The FBI investigated two extortion attempts against TV and radio personality Art Linkletter in the 1950s, according to newly revealed documents.

While Linkletter was not concerned about the threats, then FBI Director J. Edgar Hoover launched probes that stretched from Queens to Hollywood to protect the creator of the popular “Kids Say the Darndest Things” franchise.

The NYCity News Service obtained Linkletter’s FBI file under the Freedom of Information Act, which allows certain documents to be released after the subject’s death. Linkletter died at age 97 on May 26, 2010 at his home in Bel Air, Calif.

According to the files, Linkletter’s secretary forwarded three letters found in his fan mail at CBS Studios in Hollywood to the FBI on Feb. 24, 1954.

‘Tramp’ Stamp

The letters, postmarked from the Jamaica Post Office in Queens, contained threats to kill Linkletter’s children if he did not pay $1,000 – but the missive did not specify where the host should send the money.

The letters were composed with cutout newspaper letters and Scotch tape, and contained misspellings and bizarre insults – including calling Linkletter a “tramp.” “THIS IS IT YOUR LAST CHANCE,” read the third letter, postmarked Feb. 16, 1954. “YOUR CHILDREN ARE NEST RAT.”

Agents told Hoover they made multiple attempts to interview the TV host but he couldn’t meet them due to his “extremely busy schedule.” In another memo, agents noted that Linkletter’s secretary told them he thought the writer to be a “crank.”

Still, Hoover assigned agents to collect handwriting samples from high schools near the Jamaica Post Office.
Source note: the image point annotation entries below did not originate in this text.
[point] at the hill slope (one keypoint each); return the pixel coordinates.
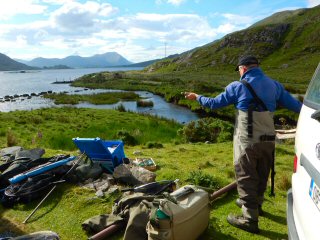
(8, 64)
(287, 44)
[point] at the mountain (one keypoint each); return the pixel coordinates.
(97, 61)
(8, 64)
(147, 63)
(287, 44)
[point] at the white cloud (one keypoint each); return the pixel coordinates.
(173, 2)
(313, 3)
(73, 16)
(237, 19)
(176, 2)
(15, 7)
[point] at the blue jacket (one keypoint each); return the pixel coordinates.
(268, 90)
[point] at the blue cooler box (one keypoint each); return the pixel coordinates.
(109, 153)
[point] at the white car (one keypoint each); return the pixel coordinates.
(303, 202)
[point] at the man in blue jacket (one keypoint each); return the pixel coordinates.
(255, 98)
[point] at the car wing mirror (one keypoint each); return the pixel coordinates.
(316, 115)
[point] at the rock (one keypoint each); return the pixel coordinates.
(99, 193)
(113, 190)
(137, 152)
(143, 175)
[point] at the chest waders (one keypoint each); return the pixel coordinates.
(254, 137)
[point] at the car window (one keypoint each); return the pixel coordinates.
(312, 97)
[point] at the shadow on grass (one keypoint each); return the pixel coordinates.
(47, 205)
(8, 229)
(275, 218)
(272, 235)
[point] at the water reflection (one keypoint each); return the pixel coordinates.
(36, 82)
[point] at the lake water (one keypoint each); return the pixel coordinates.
(19, 83)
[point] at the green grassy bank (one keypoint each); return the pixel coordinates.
(70, 205)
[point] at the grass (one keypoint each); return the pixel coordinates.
(53, 128)
(99, 98)
(70, 205)
(206, 164)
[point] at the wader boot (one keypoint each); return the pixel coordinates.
(243, 223)
(239, 203)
The FBI suspected the writer to be a student because the stamps were placed in the wrong corner on two of the envelopes, the letters were postmarked after school hours and were addressed in an upper case print commonly used by U.S. high school students at the time.

Amateur Hour

By May 26, 1954, FBI agents had collected handwriting samples from 4,779 students in five schools, including Jamaica High School. The case was closed – unsolved – on June 11, 1954.

In 1958, Linkletter was a subject of another amateurish extortion attempt. Bennie James Riggens, 18, of Georgia, sent letters to then-Vice President Richard Nixon, segregationist Georgia Sen. Herman Talmadge and Linkletter requesting various amounts of money, according to the file.

Riggens demanded $700 from Linkletter and threatened to kill his family if he did not deliver.  The letter contained a .22 caliber bullet – and Riggens’s full name and address. Riggens later confessed to sending the letter, documents show.

Linkletter told his secretary Riggens sounded like a “mental case.”